No, I bloody well will not. I can certainly see Hallmark moments enhancing any relationship I’d want to be in, but only in terms of their comedic potential. I’d be quite fond of a man who could deliver cheesy lines with an expression just one twitch short of deadpan so I knew he didn’t actually think “I love you always forever till the end of the world blah blah blah” would fool me into falling over with my legs in the air.

Er. I was talking about the X-Files. Yeah, the X-Files. Love it.

The surfing, she is good

The surfing, she is good these days…

The time management, she is not.

Alas.

Just when I thought Neil Gaiman couldn’t get any cooler, he went and started writing a blog about American Gods.
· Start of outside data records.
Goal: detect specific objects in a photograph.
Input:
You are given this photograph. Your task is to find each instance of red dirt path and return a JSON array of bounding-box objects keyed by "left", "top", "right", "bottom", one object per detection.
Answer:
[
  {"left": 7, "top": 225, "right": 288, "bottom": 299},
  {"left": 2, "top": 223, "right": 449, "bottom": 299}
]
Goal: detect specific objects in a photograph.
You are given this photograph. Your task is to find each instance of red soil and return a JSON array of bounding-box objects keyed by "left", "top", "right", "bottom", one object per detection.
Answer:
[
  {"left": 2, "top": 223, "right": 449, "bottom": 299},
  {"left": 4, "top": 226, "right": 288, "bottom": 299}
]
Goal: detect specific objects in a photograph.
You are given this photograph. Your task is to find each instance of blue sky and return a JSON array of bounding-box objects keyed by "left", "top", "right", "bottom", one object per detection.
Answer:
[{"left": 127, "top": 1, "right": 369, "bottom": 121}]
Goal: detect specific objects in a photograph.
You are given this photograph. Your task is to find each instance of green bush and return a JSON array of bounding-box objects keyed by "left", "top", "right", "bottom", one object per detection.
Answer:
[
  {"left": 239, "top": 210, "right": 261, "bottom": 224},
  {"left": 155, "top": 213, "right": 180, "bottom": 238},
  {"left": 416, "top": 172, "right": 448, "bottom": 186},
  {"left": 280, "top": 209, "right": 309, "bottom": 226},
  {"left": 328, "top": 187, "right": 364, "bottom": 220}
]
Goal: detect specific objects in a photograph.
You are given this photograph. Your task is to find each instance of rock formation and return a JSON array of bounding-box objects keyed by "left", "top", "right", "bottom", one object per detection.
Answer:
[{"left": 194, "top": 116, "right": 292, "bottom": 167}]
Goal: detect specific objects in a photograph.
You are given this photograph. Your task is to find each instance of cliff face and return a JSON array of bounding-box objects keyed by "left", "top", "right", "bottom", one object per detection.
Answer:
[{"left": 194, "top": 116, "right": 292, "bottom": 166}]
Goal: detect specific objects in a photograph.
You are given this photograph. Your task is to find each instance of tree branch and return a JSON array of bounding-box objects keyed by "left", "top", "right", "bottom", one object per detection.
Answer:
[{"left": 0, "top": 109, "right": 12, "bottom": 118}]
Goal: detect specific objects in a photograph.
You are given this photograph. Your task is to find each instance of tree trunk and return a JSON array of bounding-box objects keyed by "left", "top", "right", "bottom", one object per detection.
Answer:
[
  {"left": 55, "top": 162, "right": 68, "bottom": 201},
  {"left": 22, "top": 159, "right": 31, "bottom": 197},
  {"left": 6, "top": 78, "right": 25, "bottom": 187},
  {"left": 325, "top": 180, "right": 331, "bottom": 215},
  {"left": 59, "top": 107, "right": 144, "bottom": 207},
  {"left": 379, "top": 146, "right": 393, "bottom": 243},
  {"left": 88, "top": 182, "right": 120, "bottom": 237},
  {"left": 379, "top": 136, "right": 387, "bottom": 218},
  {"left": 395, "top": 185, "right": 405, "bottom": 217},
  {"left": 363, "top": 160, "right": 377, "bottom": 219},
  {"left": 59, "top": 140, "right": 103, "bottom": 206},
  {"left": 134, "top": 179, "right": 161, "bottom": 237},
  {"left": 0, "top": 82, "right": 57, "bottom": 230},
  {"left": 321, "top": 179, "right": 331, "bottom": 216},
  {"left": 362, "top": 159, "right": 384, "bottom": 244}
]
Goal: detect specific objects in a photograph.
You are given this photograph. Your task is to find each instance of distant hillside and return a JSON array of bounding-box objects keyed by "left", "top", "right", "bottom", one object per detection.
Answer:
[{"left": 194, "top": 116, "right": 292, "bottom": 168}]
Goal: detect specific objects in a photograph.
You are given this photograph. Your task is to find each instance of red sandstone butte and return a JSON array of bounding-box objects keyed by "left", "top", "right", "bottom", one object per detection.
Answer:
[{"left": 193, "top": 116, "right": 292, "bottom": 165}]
Hugely gratifying: Literary critics ‘fess up at Slate about great books they haven’t read. This compilation of Amazon reader comments on the Modern Library’s top 20 novels of the 20th century was reasonably entertaining as well, though given that I’ve only read 4.5 of the 20 (The Great Gatsby, Brave New World, 1984, Slaughterhouse Five, half of To The Lighthouse), I suppose I’m not in a position to judge the accuracy (of lack thereof) of their commentary.

Slate performs an important public service with The Complete Bushisms. Some of my favourites:

“Keep good relations with the Grecians.”

“Rarely is the question asked: Is our children learning?”

“I know how hard it is for you to put food on your family.”

“This is Preservation Month. I appreciate preservation. It’s what you do when you run for president. You gotta preserve.”— Speaking during “Perseverance Month”

“We want our teachers to be trained so they can meet the obligations, their obligations as teachers. We want them to know how to teach the science of reading. In order to make sure there’s not this kind of federal—federal cufflink.”

“Laura and I really don’t realize how bright our children is sometimes until we get an objective analysis.”

“It’s clearly a budget. It’s got a lot of numbers in it.”

“The only things that I can tell you is that every case I have reviewed I have been comfortable with the innocence or guilt of the person that I’ve looked at. I do not believe we’ve put a guilty … I mean innocent person to death in the state of Texas.”

Oh God, I’m just halfway up the page!

3 CDs & Some Wishful Gig-Thinking

More money spent at Django, hooray, alas, whatever!

Death Cab For Cutie: We Have The Facts And We’re Voting Yes
Starlight Mints: The Dream That Stuff Was Made Of
Kruder & Dorfmeister: The K & D Sessions

The first two are for me, and the third’s for Nick, who turns 21 on March 29, and I hope hope hope he doesn’t go and buy it for himself before then.

A scrounge through the latest Time Out in Budgens revealed more gigs I’d really like to go to but’ll probably end up missing, primarily for lack of company:

Sunny Day Real Estate, March 6
Low, March 22
Yo La Tengo, April 10
Stephen Malkmus, April 17
Sigur Ros, April 24

I may well do a repeat of my Flaming Lips/Built To Spill/Wheat/Smashing Pumpkins lone woman experience for Yo La Tengo and Stephen Malkmus, but it really isn’t much fun. Sigh. All I really want is some rich generous indie-rock loving friends with vast amounts of free time on their hands. And a pony.